“Como é que um animal irracional de um juiz destes anda à solta num tribunal? Precisa é de uma coleira e de uma trela e açaime”; “Uma advertência destas faria sentido se for enrolada, enfiada no rabo do juiz. Pode parecer chocante, o juiz se calhar discorda, mas há um precedente bíblico. Em Levítico 3:17, o Senhor disse a Moisés: e enrolarás a advertência e enfiá-la-ás no rabo do juiz”; “Este magistrado do Tribunal da Relação do Porto é um perigo para a segurança pública”. Estas foram algumas das declarações que várias figuras públicas de áreas diversas – aqui, Bruno Nogueira, Ricardo Araújo Pereira e Joana Amaral Dias, respetivamente – proferiram publicamente em relação ao juiz Neto de Moura e que agora estão a ser usadas pela defesa do magistrado para justificar as ações cíveis que estão a ser preparadas, num caso que levanta questões relativamente ao direito à liberdade de expressão e à ofensa ao bom nome.
“Há que fazer uma avaliação do que é o direito à crítica e à sátira e à liberdade de expressão, e confrontar isso com quem se sente ofendido”, diz ao i o advogado Rogério Alves. “É uma linha ténue a que existe entre a ofensa e a liberdade de expressão. E mais do que isso, não se aplica igualmente a todos os contextos”, defende o especialista. Rogério Alves crê que, neste caso, “porventura haverá uma maior tolerância para um programa de humor, onde a sátira está mais presente e é mais admissível”. Mas, aqui, a fronteira, “além de ténue, é altamente subjetiva, até porque não há nenhum critério de lei que permita pôr a fronteira aqui ou acolá, tem de ser um juiz em cada caso concreto a aferir. Portanto, o juiz concreto, a julgar o processo concreto, perante o que concretamente as pessoas disseram, vai decidir. Outro poderá decidir de outra forma”, acredita o advogado, que não revela o que pensa sobre o caso específico. “Para decidir, o juiz vai ter de definir se existe uma ofensa e se é justificável em função da liberdade de expressão e da sátira”, antevê.
As ações judiciais que as 20 pessoas visadas enfrentam não são criminais, mas sim civis, como confirmou ao i a defesa de Neto de Moura, e isso, assinala Rogério Alves, faz toda a diferença. “O que está em causa aqui não são as normas do Código Penal, porque o processo não vai seguir a via criminal, mas sim as normas do Código Civil, de proteção da honra e do bom nome e da integridade da vida privada e da integridade da vida pessoal. E, por isso, não se coloca a hipótese de vir a haver uma pena – não há uma multa nem prisão –, mas sim um pedido de indemnização.”

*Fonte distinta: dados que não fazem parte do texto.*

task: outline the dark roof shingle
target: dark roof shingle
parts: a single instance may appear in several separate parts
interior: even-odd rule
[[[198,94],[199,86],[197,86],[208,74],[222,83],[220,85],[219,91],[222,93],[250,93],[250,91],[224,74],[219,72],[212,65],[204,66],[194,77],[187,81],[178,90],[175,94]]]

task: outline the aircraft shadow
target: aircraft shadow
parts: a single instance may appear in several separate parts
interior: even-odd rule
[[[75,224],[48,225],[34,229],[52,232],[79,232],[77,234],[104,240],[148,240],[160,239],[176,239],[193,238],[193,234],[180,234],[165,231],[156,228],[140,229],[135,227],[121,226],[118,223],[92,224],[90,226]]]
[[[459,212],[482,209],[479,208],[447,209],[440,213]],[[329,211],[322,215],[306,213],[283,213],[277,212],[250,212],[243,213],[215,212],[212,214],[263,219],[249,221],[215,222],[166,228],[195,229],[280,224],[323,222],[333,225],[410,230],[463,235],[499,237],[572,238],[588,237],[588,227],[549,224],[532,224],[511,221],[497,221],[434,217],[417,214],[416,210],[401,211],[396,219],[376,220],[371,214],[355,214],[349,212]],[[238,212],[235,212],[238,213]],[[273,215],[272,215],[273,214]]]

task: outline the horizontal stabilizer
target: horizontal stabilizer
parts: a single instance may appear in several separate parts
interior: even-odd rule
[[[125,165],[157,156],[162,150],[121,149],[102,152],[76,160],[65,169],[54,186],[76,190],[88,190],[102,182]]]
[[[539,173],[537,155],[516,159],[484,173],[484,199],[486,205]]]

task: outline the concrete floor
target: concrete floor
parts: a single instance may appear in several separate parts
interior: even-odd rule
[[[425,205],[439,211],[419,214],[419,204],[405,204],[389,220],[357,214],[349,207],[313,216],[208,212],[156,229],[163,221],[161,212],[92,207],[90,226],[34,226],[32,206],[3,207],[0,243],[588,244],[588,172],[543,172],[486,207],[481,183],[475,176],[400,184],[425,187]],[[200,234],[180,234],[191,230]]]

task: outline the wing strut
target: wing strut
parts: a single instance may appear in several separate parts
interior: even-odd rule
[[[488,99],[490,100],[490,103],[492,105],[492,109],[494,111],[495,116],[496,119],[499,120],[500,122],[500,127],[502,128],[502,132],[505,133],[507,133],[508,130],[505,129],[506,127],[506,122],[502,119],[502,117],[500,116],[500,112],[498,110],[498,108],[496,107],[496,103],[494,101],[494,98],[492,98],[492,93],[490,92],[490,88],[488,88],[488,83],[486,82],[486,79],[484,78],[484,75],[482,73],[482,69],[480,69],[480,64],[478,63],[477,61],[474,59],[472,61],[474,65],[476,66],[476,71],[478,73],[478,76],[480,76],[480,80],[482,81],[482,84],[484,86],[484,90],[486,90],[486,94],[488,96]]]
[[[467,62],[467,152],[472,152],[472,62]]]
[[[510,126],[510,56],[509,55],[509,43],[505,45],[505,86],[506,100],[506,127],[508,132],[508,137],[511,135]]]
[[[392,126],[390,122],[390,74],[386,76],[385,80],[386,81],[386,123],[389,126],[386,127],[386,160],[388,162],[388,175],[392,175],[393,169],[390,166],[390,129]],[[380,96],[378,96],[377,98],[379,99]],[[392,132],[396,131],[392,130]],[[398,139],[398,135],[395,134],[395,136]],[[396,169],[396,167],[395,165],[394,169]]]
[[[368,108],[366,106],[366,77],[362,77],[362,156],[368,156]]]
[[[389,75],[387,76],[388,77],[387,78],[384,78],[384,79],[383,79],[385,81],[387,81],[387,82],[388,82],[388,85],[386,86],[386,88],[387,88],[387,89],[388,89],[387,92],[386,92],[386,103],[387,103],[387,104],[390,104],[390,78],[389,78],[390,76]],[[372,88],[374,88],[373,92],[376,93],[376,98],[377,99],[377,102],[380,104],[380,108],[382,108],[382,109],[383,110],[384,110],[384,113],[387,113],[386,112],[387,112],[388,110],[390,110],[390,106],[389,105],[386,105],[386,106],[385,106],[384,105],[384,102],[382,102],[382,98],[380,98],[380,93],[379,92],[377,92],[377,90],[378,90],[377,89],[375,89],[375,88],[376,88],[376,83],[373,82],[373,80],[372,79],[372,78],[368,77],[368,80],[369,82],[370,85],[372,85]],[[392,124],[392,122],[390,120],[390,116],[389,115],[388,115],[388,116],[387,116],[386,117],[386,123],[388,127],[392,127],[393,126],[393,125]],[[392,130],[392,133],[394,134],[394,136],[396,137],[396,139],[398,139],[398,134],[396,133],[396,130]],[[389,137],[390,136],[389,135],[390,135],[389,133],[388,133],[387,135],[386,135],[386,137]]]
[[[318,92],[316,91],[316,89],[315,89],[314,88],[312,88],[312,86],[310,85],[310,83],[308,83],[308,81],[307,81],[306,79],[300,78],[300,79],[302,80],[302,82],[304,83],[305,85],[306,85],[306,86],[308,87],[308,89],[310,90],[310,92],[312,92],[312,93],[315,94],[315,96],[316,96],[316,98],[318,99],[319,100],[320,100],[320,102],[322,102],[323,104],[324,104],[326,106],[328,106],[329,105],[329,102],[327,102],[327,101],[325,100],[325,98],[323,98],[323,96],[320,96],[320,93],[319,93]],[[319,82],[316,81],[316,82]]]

Assim, caso a justiça venha a considerar que existiu uma “violação do direito à honra e que houve um excesso nas manifestações tidas por alguma ou algumas pessoas”, os visados arriscam-se ao pagamento de uma indemnização cujo montante depende dos valores pedidos pela defesa de Neto de Moura. “Mas, para isso, o lesado terá à mesma de fazer prova dos danos sofridos pela prática do ato, sejam eles materiais ou morais”, conclui Rogério Alves. Já o advogado de Neto de Moura disse ao i que os valores a pedir de indemnização “variam de acordo com o grau de ofensa, e que, para já, não há valores definidos”, embora admita que possam ultrapassar os 100 mil euros.
Já o advogado Luís Oom diz ao i não haver, neste caso, qualquer dúvida de que os limites da liberdade de expressão foram ultrapassados. “No caso concreto, acho que o juiz tem toda a razão para avançar com os processos. Foram feitos juízos de valor desonrosos e que ofendem e enxovalham Neto de Moura”, defende o advogado, que sublinha “não estar aqui em causa a questão dos acórdãos, mas sim o que foi dito sobre o juiz. O exercício da liberdade de opinião foi claramente ultrapassado e a linha não é ténue, é visível que foi ultrapassada.”
Tal como Rogério Alves, Luís Oom explica que o juiz responsável pelo processo irá analisar os danos concretos que as declarações provocaram a Neto de Moura para chegar a uma decisão que, sendo favorável a Neto de Moura, resultará em indemnizações que não é possível prever mas que serão “mais elevadas seguindo esta via do que seriam seguindo a via criminal”, assinala.
Para este advogado, de resto, é incontornável que há declarações que, mais do que outras, têm contornos especialmente graves: é o caso das proferidas por Mariana Mortágua ou Catarina Martins. “A que título é que uma deputada vem dizer que alguém não pode ser juiz?”, indigna-se.